One of the themes he continually comes back to is the interaction of superior civilizations and inferior ones. There is much here that would be of interest to both the Transhuman and Singularity movements.
Without revealing too much of the plot (hopefully) in Deepness you have two civilizations of humans, one conquered by the other, stuck in space next to a technologically primitive race of 'spiders'. So with the humans, you have a clash of paradigms; control vs freedom. The control aspect is extensive surveillance far surpassing anything we are capable of at the moment (but we approaching) and a kind of soft mind control they call "Focus". Scary stuff, and not all impossible. The good guys (the Qeng Ho, they call themselves) by contrast, are a very pluralistic free society of interstellar merchants. It was also interesting to see the kind of limits technology made for how long a civilization could last.
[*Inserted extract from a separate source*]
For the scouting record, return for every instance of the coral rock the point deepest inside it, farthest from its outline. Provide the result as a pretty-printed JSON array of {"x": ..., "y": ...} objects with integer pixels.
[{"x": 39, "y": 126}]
In contrast to this, you have the Spiders who are on the verge of a scientific revolution. They have just invented radio and are discovering everything for the first time, and nearly destroy themselves in the process, due in no small part to malicious interference from the bad humans. At the end is a happy one and the Spiders and Humans work together to repair the spaceships damaged at the beginning of the book.
But as interesting all that all is, it is the book that comes after it that is the most interesting for our purposes. The galaxy has different zones where different levels of thought and technology are possible. We, for instance, are in the Slow Zone where the Speed of Light is a limit. In the Beyond, faster than light travel is possible, and technology is advanced to match. And out a little further, you have the Transcend, where technology is infinitely more powerful and makes the inhabitants something like Gods. There is always a steady trickle of civilizations attempting to move from one level to a higher one. Often they are successful, but not uncommonly they are not. And occasionally things go very wrong. This book starts with things going VERY wrong with the loss of several civilizations and worlds. Here, once again, we have "gods" dealing with mortals in the Beyond who can barely comprend the least of their dealings, and these same mortals interacting with a group of pack dog aliens who are only a little more advanced than the bow and arrow. And thus far, the help the humans are giving the dog aliens is exactly the help they don't need. It looks like playing God (using the term loosely) can help a lot, but is fraught with danger too.
It reminds me of Orson Scott Card's harsh words Star Trek's "Prime Directive" where advanced societies are prohibited from assisting lessor societies.
Interestingly, our own government has thought about this, and passed laws about it. You can't make this stuff up, but I will save that for a future post.